Re: BUG: unable to handle kernel paging request in bpf_int_jit_compile

From: Ingo Molnar
Date: Sun Jun 24 2018 - 06:03:00 EST



* David Miller <davem@xxxxxxxxxxxxx> wrote:

> From: Thomas Gleixner <tglx@xxxxxxxxxxxxx>
> Date: Sun, 24 Jun 2018 09:09:09 +0200 (CEST)
>
> > I'm really tempted to make the BPF config switch depend on BROKEN.
>
> This really isn't necessary Thomas.
>
> Whoever wrote the code didn't understand that set ro can legitimately
> fail.

No, that's *NOT* the only thing that happened, according to the Git history.

The first use of set_memory_ro() in include/linux/filter.h was added by
this commit almost four years ago:

# 2014/09
60a3b2253c41 ("net: bpf: make eBPF interpreter images read-only")

... and yes, that commit didn't anticipate the (in hindsight) obvious property of
a function that changes global kernel mappings that if it is used after bootup
without locking it 'may fail'. So that commit slipping through is 'shit happens'
and I don't think we ever complained about such things slipping through.

But what happened after that is not so good:

A bit over two years later a crash was found:

Eric and Willem reported that they recently saw random crashes when
JIT was in use and bisected this to 74451e66d516 ("bpf: make jited
programs visible in traces").
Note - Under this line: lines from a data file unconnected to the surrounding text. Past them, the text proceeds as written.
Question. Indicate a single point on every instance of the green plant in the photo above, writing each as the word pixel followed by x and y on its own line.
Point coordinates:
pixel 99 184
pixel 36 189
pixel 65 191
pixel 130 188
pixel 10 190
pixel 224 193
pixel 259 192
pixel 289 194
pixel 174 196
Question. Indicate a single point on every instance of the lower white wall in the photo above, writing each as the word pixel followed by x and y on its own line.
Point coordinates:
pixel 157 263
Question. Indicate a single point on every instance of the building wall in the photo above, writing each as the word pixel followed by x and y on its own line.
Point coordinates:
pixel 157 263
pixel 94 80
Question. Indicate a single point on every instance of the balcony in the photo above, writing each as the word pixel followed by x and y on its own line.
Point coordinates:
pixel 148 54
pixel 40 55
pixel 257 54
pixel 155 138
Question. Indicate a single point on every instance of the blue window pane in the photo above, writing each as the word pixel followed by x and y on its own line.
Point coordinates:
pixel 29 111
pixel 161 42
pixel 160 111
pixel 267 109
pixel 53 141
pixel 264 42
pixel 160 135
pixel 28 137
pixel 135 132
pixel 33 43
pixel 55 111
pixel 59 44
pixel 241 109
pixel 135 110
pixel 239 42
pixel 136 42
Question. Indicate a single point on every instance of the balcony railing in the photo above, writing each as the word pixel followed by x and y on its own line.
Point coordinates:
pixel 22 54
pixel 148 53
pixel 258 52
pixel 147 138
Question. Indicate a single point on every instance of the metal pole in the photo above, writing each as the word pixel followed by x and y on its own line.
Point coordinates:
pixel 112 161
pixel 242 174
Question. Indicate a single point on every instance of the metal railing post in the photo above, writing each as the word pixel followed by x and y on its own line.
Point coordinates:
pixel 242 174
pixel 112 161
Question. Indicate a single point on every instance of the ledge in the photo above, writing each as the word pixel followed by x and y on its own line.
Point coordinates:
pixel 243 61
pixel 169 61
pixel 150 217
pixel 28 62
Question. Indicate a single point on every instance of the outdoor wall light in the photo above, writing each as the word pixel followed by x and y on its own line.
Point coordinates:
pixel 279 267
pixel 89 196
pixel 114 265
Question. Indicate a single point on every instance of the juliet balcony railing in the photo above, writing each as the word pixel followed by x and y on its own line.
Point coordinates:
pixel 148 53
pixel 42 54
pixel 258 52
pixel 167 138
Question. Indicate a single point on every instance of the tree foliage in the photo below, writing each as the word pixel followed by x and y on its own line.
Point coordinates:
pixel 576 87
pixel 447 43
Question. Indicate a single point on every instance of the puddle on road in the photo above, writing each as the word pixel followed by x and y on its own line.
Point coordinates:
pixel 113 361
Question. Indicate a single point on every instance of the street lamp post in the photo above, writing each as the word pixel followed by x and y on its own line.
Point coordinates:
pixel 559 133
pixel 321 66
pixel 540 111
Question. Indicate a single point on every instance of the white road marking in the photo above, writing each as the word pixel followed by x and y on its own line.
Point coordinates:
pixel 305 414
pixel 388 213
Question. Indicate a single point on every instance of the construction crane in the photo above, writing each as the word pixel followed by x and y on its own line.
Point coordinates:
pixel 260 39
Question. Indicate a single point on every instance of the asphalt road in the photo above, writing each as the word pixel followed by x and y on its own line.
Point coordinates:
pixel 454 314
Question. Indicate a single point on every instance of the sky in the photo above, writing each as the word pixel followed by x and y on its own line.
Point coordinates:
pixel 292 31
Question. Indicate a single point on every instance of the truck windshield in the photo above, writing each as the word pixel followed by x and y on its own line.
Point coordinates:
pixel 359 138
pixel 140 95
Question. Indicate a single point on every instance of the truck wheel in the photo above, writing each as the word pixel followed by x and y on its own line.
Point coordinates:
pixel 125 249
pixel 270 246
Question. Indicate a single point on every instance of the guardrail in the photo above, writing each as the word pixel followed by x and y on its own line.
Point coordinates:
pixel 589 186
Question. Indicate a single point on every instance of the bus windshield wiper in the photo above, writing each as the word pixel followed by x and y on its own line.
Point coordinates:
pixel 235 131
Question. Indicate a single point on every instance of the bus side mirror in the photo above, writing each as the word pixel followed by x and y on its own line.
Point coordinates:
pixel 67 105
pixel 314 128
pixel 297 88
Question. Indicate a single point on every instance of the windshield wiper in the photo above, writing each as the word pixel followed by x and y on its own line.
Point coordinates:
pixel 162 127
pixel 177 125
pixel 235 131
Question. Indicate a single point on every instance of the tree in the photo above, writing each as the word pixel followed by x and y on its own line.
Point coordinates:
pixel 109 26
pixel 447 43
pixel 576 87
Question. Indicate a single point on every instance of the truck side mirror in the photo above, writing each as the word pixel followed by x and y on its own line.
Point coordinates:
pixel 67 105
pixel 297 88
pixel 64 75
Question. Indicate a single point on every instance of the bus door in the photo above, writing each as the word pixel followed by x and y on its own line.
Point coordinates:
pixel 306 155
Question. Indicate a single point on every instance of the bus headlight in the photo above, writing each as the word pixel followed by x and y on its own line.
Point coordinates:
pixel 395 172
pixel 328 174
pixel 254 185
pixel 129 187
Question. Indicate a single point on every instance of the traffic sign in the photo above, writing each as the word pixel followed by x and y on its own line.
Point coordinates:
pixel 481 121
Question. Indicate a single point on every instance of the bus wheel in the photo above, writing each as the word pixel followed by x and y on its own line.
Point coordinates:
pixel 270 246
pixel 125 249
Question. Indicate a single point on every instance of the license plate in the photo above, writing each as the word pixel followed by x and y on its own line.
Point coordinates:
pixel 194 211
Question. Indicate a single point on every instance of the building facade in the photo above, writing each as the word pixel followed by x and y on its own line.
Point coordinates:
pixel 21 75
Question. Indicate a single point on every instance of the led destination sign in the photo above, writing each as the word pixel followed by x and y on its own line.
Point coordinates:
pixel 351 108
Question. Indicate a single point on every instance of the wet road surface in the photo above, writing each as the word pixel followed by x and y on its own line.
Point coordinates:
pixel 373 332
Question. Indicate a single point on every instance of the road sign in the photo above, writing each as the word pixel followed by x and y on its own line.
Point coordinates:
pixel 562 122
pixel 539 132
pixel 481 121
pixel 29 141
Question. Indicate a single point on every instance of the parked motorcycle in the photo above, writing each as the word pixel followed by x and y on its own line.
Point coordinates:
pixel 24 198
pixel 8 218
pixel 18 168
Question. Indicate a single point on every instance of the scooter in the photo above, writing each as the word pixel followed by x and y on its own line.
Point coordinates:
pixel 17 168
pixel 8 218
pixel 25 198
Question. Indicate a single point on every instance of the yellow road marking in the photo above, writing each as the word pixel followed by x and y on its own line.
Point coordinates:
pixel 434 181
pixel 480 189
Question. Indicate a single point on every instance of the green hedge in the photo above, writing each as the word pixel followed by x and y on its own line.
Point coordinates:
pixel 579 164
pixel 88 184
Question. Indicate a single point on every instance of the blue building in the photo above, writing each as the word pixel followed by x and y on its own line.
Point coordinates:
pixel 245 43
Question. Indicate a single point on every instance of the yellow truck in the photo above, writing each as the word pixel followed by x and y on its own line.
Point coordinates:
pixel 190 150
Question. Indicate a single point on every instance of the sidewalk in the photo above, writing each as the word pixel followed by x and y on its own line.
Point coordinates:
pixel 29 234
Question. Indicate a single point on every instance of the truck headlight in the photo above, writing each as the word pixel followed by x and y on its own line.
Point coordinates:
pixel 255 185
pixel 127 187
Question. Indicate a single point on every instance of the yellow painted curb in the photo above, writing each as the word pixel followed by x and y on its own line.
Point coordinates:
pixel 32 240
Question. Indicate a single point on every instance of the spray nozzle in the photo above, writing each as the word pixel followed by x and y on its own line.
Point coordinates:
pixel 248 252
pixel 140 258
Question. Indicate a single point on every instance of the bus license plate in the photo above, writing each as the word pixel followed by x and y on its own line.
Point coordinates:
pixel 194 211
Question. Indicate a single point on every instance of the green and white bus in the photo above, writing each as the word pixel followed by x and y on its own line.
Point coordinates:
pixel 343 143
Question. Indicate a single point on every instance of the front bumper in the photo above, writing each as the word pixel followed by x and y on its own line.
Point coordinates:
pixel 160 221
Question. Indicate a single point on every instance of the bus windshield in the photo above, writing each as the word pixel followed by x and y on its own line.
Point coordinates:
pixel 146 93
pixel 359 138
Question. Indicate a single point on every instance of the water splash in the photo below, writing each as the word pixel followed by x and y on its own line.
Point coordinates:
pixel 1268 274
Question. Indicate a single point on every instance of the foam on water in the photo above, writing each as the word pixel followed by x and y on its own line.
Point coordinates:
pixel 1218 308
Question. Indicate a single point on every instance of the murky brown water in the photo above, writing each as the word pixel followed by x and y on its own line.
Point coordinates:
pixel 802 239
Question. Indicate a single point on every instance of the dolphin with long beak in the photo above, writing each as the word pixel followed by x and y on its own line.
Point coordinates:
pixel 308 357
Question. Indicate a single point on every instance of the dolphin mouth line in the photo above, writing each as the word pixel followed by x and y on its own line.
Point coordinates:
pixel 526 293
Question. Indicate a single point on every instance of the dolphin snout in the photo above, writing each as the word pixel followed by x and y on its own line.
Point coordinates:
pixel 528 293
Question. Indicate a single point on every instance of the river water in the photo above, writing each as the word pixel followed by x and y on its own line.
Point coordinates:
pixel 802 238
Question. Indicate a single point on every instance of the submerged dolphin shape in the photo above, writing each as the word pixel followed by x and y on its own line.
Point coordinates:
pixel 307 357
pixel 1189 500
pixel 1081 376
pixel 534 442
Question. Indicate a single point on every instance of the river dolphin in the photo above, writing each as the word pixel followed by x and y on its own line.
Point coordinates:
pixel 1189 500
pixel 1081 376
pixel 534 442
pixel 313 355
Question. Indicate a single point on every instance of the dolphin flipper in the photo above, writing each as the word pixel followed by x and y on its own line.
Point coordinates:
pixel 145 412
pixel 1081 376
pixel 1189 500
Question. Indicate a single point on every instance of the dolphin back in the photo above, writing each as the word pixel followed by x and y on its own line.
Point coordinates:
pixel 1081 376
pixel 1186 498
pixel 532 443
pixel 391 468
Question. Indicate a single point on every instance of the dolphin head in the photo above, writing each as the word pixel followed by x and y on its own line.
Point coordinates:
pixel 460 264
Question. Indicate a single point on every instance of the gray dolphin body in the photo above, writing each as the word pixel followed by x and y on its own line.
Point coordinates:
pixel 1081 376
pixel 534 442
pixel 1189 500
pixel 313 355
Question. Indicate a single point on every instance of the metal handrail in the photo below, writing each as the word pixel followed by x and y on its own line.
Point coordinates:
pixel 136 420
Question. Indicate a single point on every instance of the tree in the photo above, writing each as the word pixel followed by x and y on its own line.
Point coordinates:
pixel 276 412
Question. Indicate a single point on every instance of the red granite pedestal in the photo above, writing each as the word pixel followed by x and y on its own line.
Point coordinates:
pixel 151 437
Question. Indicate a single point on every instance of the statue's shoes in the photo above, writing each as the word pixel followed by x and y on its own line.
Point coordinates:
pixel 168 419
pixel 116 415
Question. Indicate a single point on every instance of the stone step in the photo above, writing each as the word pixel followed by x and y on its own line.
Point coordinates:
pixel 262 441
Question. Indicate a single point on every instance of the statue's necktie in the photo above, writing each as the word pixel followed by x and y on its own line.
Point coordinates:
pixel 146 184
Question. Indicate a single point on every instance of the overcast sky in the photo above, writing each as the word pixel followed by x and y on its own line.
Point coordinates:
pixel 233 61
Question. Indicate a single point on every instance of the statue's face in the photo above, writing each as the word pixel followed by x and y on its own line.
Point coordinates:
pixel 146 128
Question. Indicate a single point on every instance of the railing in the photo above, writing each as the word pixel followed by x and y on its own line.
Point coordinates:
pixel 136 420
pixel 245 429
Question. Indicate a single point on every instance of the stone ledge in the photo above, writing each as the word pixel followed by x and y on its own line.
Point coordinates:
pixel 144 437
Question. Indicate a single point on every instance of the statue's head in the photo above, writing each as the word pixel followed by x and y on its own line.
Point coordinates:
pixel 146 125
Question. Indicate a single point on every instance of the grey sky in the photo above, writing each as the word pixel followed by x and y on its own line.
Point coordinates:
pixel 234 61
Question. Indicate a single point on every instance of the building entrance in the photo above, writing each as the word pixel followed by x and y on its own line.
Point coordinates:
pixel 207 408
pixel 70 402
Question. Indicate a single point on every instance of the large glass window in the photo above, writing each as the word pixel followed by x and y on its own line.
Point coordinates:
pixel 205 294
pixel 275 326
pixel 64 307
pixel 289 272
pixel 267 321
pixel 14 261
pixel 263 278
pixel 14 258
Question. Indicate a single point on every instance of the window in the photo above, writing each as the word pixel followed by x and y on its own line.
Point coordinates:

Issue was that the consolidation part
added bpf_jit_binary_unlock_ro() that would unlock previously made
read-only memory back to read-write.

... but instead of fixing it for real, it was only tinkered with:

# 2017//02
9d876e79df6a ("bpf: fix unlocking of jited image when module ronx not set")

... but the problems persisted:

Improve bpf_{prog,jit_binary}_{un,}lock_ro() by throwing a
one-time warning in case of an error when the image couldn't
be set read-only, and also mark struct bpf_prog as locked when
bpf_prog_lock_ro() was called.

... so the warnings Thomas complained about here were then added a month later:

# 2017/03
65869a47f348 ("bpf: improve read-only handling")

It 'improved' nothing of the sort, and the warnings and 'debug code' shows that
the author was aware that these functions could actually fail. To quote the fine
code, introduced a year ago:

WARN_ON_ONCE(set_memory_rw((unsigned long)fp, fp->pages));
/* In case set_memory_rw() fails, we want to be the first
^^^^^^^^^^^^^^^^^^^^^^^^^^^^^^
* to crash here instead of some random place later on.
*/
fp->locked = 0;

... and then, this month, it was tweaked *YET ANOTHER TIME*:

bpf: reject any prog that failed read-only lock

We currently lock any JITed image as read-only via bpf_jit_binary_lock_ro()
as well as the BPF image as read-only through bpf_prog_lock_ro(). In
the case any of these would fail we throw a WARN_ON_ONCE() in order to
yell loudly to the log. Perhaps, to some extend, this may be comparable
to an allocation where __GFP_NOWARN is explicitly not set.

# 2018/06
9facc336876f ("bpf: reject any prog that failed read-only lock")

The tone of uncertainty of the changelog, combined with the unfixed typo in it,
suggests that this commit too was just waved through to upstream without any real
review and without much design thinking behind it.

And yes, this was still not the right fix, as the fuzzer crash reported in this
thread outlines - we'll probably need a 5th commit?

> So let's correct that instead of flaming a feature.

So accusing Thomas of 'flaming a feature' is a really unfair attack in light of
all the details above.

Thanks,

Ingo